Camera-only self-driving cars
At the forefront of the camera-only movement is Tesla, which didn’t believe in lidar in the first place. During a talk at the Computer Vision and Pattern Recognition (CVPR) Conference in June 2021, Tesla’s chief AI scientist, Andrej Karpathy, gave a talk on how the company is using neural networks and camera input to estimate depth, velocity and acceleration.
Tesla has several elements in its favor when it comes to creating a vision-only self-driving system. First, as the only self-driving company that has full control over the entire hardware and software stack, Tesla has unrivaled access to data for training deep learning models. It created a training data set of one million 10-second videos in different road, weather and lighting conditions thanks to the vast amounts of video and vehicle data it is collecting from the millions of cars it has sold across the world.
Second, it created a semi-automated labeling system that speeds up the process of annotating training examples. The Tesla team used advanced object detection neural networks to detect and annotate object bounding boxes, velocity and depth information in the training videos. The neural networks go back and forth in the video to self-correct their own predictions. A team of human engineers looked at the final results and made minor corrections. The on-car neural network is then trained on the labeled data.
This approach enabled Tesla to scale its efforts to hundreds of millions of annotated video frames with very little manual effort. And with every piece of human feedback, the auto-labeling system became better at making inferences and less reliant on manual adjustments. The process also helped engineers discover hundreds of triggers where the neural networks performed poorly and needed extra training and special adjustments. This made the neural network more resilient against the uncertainties of the real world.
And finally, Tesla used a modular deep learning architecture that combines transformers and convolutional networks to process video input from multiple cameras and perform tasks such as object detection and trajectory prediction. This advanced architecture provides more visibility and control of how the neural network is performing the subset of tasks needed for sensing the car’s environment.
During his CVPR talk, Karpathy revealed that the computer vision system had advanced to the point where the vehicle’s radar were holding things back and “starting to contribute noise”.
“We deleted the radar and are driving on vision alone in these cars,” he said.
The case for vision–only
The main argument for vision-only self-driving cars is nature. “Obviously humans drive around with vision, so our neural net is able to process visual input to understand the depth and velocity of objects around us,” Karpathy said in his CVPR talk.

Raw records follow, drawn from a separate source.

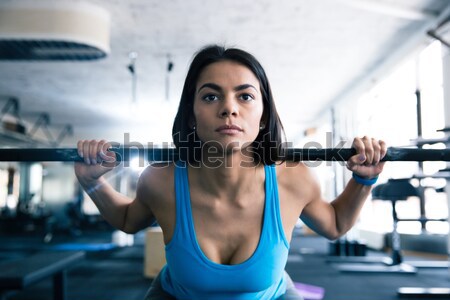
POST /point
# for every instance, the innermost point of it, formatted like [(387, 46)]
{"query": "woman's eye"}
[(247, 97), (210, 98)]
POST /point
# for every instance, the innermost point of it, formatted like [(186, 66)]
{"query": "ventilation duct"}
[(43, 30)]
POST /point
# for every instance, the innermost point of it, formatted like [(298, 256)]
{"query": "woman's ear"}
[(263, 121), (192, 124)]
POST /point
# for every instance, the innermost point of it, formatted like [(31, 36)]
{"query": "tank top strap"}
[(272, 207), (182, 198)]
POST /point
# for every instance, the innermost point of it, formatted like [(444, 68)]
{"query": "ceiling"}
[(315, 52)]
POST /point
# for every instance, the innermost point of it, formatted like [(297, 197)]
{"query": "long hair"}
[(268, 145)]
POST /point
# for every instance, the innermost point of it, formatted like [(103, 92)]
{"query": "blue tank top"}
[(189, 274)]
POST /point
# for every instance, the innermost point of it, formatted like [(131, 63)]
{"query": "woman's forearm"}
[(348, 205), (112, 205)]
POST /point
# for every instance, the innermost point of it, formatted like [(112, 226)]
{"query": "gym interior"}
[(114, 70)]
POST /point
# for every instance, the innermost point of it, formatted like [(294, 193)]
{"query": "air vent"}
[(53, 31)]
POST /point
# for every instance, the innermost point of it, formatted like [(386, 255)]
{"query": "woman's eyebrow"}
[(211, 86), (245, 86)]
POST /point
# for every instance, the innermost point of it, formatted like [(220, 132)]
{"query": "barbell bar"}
[(171, 154)]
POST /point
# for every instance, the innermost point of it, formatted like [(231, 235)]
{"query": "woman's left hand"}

Other scientists agree with this. “I personally believe that SDCs based on pure CV [computer vision] will be a reality in the future,” says Tianfu Wu, assistant professor of electrical and computer engineering at North Carolina State University.
Wu and his colleagues at NCSU recently developed a machine learning technique called MonoCon, which can extract 3D information like depth, dimensions and bounding boxes from 2D images without the need for extra signals such as lidar and depth maps. The idea behind MonoCon is to use ‘monocular contexts’ – bounding box annotations in the training data – to map pixels to 3D information such as the center of objects and their direction. The learned patterns enable the neural network to estimate cars’ locations and velocity from camera frames.
Techniques such as MonoCon can be very useful in the development of self-driving car technology that only needs camera input. According to the researchers’ experiments, MonoCon, which was accepted and presented at this year’s Association for the Advancement of Artificial Intelligence (AAAI) Conference on Artificial Intelligence, outperforms other AI programs for extracting 3D data from flat images.
The next step for Wu and his fellow researchers is to reproduce the depth-detection mechanism of
human vision.
“I think the stereo-camera setting will be one of the important components in the pure CV system/platform, like we humans have two eyes for depth perception,” he says. “With stereo images, we can develop powerful depth estimation methods that can be used to play the role of lidar.”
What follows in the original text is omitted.